Compared with healthy peers, the patients with scoliosis who were subject to operational treatment had a higher level of self-criticism, neurotism, depressiveness, but at the same time also a stronger Corporal Self (relevant statistical differences at the level p<0.05).

The conservatively treated patients, when compared to the operationally treated patients, showed a higher level of maniac disposition, but at the same time a lower level of neurotic disposition and of stress due to bodily deformations  (relevant statistical differences at the level p<0,05).

In reference to the level of functioning of conservatively treated patients important were: age at which their treatment commenced, degree of apical vertebral translation, location and direction of the primary curve, duration of bracing per day and the Body Mass Index; while for the operatively treated patients such relevant factors included: degree of apical vertebral translation prior to the surgery, location and direction of the primary curve, and also the Body Mass Index.

Conclusions:1. Adolescent patients with scoliosis, irrespective of the treatment method applied, show no abnormalities in most of the psychic functions analyzed, as compared to healthy peer group.
2. The issue, which treatment method has a bigger negative influence on the psychic condition of patients with scoliosis, remains undecided.

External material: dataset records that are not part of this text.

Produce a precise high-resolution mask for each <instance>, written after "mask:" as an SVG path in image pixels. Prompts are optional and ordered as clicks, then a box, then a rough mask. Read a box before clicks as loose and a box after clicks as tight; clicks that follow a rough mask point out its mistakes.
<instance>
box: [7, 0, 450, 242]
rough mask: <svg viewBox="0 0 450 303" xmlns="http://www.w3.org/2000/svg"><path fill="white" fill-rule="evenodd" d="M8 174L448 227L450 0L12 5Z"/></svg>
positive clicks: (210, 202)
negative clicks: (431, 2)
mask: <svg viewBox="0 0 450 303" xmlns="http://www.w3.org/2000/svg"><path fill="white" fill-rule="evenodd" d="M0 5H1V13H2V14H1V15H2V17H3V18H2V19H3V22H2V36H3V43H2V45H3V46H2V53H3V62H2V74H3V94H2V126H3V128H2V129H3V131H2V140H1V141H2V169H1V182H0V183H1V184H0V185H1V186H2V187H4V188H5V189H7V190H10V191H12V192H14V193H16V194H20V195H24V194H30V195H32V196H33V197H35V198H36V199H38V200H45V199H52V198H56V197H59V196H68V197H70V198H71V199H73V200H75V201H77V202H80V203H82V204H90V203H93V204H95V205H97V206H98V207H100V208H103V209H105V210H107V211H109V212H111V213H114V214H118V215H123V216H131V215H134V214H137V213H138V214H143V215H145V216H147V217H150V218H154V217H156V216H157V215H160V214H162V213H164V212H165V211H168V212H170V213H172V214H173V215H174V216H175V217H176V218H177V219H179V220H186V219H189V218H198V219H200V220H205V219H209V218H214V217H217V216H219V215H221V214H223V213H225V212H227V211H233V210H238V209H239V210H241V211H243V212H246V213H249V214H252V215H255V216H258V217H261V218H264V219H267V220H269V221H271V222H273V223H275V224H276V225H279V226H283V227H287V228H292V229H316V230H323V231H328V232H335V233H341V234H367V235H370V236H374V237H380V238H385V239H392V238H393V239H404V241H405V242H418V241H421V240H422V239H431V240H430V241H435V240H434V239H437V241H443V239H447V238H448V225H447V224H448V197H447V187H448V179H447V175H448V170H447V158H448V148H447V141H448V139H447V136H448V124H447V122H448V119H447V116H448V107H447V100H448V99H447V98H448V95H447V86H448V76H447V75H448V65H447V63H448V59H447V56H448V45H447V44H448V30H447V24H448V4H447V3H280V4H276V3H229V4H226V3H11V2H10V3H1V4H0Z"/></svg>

The patients who received conservative treatment showed a higher level of maniac disposition, whilst those treated surgically showed a higher level of neurotic disposition and stress due to bodily deformations.
3. There is a relation between the degree of apical vertebral translation before the operation, Body Mass Index and the psychic and social functioning in the group of patients treated surgically.
4. There is a relation between the degree of apical vertebral translation, Body Mass Index, the period for which orthosis is worn per day, the age at the moment when treatment commences and the psychic and social functioning in the group of patients treated conservatively.